La zone euro doit impérativement rassurer les marchés financiers sur sa capacité à endiguer la contagion de la crise de la dette, jeudi lors de son sommet, alors qu'un éclatement de l'Union monétaire n'est plus tabou. Voici les scénarios envisageables, du noir au rose:

1 - L'Italie et l'Espagne sont emportées dans la tourmente

- Le sommet n'accouche à nouveau que d'un replâtrage partiel qui ne suffit pas à calmer les marchés survoltés. Les taux d'intérêt pour pouvoir emprunter de la plupart des pays de la zone euro, Allemagne exceptée, grimpent, notamment en Italie et en Espagne. Rome et Madrid sont contraints à leur tour d'appeler à l'aide leurs partenaires européens ainsi que le Fonds monétaire international (FMI) pour obtenir des prêts. Peu après, la Belgique, en pleine tourmente politique, suit à son tour.

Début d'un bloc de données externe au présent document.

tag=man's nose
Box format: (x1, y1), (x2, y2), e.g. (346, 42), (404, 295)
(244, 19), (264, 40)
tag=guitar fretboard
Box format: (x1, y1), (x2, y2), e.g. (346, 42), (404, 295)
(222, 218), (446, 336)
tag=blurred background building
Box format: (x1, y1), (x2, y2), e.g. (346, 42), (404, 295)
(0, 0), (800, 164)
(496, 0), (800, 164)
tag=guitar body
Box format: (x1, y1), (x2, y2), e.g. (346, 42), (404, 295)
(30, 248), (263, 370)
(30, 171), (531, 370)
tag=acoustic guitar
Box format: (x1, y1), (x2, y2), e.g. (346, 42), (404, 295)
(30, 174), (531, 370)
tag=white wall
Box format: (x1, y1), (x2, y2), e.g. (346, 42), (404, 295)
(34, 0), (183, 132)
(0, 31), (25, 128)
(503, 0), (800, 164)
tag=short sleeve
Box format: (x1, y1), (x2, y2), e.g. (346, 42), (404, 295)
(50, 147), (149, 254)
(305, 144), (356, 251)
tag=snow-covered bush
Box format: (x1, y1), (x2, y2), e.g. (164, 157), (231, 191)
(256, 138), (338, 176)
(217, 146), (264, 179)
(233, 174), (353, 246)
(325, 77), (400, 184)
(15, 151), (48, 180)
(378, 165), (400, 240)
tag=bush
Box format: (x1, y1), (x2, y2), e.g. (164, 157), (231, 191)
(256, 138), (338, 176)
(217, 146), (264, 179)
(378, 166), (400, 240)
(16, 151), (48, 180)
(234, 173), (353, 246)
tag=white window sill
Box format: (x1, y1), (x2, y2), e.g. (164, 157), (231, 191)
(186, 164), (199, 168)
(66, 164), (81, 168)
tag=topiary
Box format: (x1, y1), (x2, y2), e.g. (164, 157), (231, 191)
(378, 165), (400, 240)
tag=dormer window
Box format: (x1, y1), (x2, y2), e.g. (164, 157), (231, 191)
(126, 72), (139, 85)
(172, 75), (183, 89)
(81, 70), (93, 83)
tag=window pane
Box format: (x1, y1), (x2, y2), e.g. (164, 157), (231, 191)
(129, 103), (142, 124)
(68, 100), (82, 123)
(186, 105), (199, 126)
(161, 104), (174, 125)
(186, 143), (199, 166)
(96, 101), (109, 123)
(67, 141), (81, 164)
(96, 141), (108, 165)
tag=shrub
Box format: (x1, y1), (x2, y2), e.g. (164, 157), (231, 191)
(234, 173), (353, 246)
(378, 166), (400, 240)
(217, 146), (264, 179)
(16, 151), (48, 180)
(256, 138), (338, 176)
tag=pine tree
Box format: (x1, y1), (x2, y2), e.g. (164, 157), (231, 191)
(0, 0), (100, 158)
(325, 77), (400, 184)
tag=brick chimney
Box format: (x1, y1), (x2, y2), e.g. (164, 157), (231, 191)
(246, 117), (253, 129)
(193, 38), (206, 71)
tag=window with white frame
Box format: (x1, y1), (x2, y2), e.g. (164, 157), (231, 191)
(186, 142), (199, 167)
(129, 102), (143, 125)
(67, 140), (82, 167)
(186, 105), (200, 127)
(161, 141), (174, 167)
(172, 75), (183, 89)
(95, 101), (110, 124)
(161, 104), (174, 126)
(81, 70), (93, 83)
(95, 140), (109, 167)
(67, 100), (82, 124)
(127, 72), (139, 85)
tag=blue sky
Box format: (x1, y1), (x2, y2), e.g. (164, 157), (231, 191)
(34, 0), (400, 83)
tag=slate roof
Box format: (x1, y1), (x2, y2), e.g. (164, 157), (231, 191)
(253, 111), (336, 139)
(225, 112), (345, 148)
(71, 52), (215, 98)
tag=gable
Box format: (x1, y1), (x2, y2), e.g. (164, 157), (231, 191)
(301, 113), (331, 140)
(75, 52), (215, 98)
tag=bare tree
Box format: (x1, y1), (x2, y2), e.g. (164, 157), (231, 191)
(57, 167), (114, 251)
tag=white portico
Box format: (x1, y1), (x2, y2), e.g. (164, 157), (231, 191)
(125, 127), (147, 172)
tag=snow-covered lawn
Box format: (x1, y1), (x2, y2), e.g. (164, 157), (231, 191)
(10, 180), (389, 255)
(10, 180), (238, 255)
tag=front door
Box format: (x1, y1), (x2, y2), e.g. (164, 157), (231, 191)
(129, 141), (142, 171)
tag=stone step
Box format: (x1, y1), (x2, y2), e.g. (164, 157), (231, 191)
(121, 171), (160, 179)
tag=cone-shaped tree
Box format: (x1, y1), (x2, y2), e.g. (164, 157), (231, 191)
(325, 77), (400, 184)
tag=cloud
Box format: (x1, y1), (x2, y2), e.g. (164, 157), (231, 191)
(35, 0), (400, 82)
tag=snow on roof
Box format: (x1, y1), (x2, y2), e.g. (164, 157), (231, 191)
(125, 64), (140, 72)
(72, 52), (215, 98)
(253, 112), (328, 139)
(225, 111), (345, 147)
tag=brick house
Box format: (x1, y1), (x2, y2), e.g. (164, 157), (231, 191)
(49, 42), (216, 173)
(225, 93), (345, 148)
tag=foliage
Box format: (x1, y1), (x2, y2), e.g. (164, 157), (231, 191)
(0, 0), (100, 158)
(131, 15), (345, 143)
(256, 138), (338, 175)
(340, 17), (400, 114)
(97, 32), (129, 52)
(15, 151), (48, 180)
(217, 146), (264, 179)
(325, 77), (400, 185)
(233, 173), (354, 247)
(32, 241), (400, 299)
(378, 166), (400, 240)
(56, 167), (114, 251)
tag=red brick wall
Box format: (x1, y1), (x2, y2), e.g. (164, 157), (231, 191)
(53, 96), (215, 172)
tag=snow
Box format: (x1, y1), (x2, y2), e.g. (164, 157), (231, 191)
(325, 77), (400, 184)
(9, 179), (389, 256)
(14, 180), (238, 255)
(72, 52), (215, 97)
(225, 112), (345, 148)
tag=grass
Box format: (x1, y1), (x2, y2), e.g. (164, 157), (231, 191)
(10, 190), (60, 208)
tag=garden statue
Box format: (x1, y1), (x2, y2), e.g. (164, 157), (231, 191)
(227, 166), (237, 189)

- Avec l'Italie et l'Espagne, le défi est autrement plus difficile à relever que pour la Grèce, l'Irlande et le Portugal, qui ne représentent qu'une petite partie de l'économie de la zone euro (3% du Produit intérieur brut européen pour la Grèce). Cela obligerait les autres pays à remettre au pot de manière significative pour augmenter l'enveloppe de leur Fonds de secours financier, doté aujourd'hui de 440 milliards d'euros de capacités de prêts, et ce alors que les marges de manoeuvre budgétaires sont partout limitées. Une tâche difficile aussi sur le plan politique, car les opinions publiques en Allemagne, aux Pays-Bas ou en Finlande, rechignent de plus en plus à mettre la main au portefeuille pour payer les fins de mois difficiles des voisins. En privé, des responsables européens reconnaissent qu'un sauvetage concomitant de l'Espagne et de l'Italie, en plus des autres patients, serait sans doute au-dessus des forces de la zone euro.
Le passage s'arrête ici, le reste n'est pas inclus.